The end of my Omega-3 Part II post presented evidence that high concentrations of DHA in mitochondrial inner membrane (MIM) could accelerate aging by causing more oxidative damage. However, I left with the question of whether dietary consumption of DHA could affect those concentrations. In this post, I am going to present some research discussing effects of the dietary DHA consumption/supplementation, and I am trying to determine how DHA supplementation affects MIM concentrations of long-chain PUFAs and whether benefits of mild/moderate DHA supplementation would out weight potential aging effects.
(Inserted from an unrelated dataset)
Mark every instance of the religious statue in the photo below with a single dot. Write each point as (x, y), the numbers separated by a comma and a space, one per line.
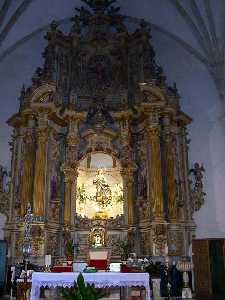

NOTE: One point I want to mention before diving in is EPA & DHA have anti-inflammatory (and other beneficial) effects within the body. So, for some people, supplementation can definitely be beneficial. For people with health problems leading to inflammation or inflammatory diets, the supplementation benefits would likely out weigh the effects of MIM oxidation. There is also evidence that DHA supplementation can help people with autoimmune diseases, and possible bi-polar disorder. Also, pregnant women would benefit from DHA supplementation. So, I am not trying to make a broad argument either for or against EPA/DHA supplementation, but rather trying to determine whether is it right for me *and* what type of supplementation I want to recommend to family and friends. I am following a very specific dietary regimen, so what may be in my best interest may not provide the same benefit to others following a more conventional dietary approach.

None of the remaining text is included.